The county hospital was a heterogeneous group of old and new buildings about three miles to the south of town. The so-called prison ward was not a ward but a two-story yellow brick house separated from the other buildings by some fifty yards and a steel fence. Originally the house had been the superintendent’s quarters, but as additional hospital facilities became necessary, the superintendent moved out and the house was used as an isolation ward for victims of the more highly contagious diseases like diphtheria and typhoid. Immunization gradually decreased the number of these diseases to almost nothing, but no immunization had been found against crime, and the number of county prisoners had increased considerably. Some of them were physically sick and needed attention, and some were mentally sick and needed even more. This latter fact was recognized after a series of spirited board meetings, newspaper editorials and a petulant statement from the local congressman who was running for re-election.

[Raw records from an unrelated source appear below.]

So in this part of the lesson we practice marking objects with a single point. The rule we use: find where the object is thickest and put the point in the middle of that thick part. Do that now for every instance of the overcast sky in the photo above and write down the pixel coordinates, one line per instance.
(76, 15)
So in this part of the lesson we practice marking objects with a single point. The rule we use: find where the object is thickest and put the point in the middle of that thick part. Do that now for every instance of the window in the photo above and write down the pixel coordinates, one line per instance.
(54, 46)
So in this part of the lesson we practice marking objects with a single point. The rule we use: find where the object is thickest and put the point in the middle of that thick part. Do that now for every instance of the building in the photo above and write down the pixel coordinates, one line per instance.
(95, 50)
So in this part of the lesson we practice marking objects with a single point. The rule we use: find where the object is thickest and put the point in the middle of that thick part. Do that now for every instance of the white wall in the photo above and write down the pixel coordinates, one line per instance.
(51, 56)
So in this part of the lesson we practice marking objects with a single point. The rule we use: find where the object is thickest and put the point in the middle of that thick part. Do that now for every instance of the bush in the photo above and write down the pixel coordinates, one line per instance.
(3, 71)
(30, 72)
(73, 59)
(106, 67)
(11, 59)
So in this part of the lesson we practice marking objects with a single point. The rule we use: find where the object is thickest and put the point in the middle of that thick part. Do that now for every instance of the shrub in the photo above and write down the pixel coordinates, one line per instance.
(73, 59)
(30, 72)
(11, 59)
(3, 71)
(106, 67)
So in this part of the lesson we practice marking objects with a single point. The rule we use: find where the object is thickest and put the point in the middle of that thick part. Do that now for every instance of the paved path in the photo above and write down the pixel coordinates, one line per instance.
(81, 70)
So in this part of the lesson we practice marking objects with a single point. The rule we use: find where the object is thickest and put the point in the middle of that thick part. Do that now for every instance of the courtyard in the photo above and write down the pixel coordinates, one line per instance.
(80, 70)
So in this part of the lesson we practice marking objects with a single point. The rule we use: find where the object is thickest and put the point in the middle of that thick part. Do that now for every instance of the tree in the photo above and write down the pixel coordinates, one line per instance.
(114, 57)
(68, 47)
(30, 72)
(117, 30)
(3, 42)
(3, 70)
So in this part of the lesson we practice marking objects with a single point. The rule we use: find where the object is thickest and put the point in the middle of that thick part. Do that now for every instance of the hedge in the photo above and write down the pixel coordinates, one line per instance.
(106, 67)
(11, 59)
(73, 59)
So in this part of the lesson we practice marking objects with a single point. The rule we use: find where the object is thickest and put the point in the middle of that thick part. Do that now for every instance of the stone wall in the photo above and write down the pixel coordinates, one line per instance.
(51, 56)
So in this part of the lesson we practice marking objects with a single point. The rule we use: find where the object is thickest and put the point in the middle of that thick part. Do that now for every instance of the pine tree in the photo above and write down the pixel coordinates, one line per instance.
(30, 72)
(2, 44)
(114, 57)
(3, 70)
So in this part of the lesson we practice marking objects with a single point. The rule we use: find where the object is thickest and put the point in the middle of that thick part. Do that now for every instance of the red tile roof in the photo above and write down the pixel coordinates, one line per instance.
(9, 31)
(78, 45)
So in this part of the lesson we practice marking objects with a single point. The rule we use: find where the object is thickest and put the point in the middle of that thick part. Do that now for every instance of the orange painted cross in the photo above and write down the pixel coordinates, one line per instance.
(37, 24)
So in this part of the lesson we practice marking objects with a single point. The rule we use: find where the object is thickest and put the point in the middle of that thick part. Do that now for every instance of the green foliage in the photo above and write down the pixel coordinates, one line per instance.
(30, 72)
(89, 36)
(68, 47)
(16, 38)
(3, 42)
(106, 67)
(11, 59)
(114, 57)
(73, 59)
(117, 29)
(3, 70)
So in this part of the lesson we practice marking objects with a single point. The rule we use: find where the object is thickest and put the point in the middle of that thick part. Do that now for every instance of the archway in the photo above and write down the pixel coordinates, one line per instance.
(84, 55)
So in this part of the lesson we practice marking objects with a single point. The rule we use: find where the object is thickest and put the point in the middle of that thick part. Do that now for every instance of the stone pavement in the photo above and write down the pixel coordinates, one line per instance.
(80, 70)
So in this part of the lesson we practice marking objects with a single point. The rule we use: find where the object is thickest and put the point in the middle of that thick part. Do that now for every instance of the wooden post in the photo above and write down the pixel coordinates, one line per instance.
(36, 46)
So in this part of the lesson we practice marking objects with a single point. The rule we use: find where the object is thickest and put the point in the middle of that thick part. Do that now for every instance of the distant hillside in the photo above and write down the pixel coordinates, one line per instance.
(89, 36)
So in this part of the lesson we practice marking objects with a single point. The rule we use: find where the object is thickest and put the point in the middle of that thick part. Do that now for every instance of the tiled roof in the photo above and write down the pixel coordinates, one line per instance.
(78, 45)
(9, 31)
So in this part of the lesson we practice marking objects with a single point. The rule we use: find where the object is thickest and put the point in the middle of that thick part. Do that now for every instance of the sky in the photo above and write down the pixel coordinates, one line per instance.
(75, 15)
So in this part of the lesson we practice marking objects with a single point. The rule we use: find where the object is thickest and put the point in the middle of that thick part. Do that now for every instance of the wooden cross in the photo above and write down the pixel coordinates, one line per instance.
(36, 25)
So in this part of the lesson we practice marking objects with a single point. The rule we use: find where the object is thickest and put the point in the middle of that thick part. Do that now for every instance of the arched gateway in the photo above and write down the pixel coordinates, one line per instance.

The conversion from protecting society from diphtheria to protecting it from its own bastard, the criminal, was accomplished with simple economy. The curtains were removed from the windows and bars were substituted; the fence was constructed; nurses were replaced by orderlies, and what had been first the superintendent’s parlor, and then the children’s ward, was now furnished as a combination chart room, office and lounge for the orderlies.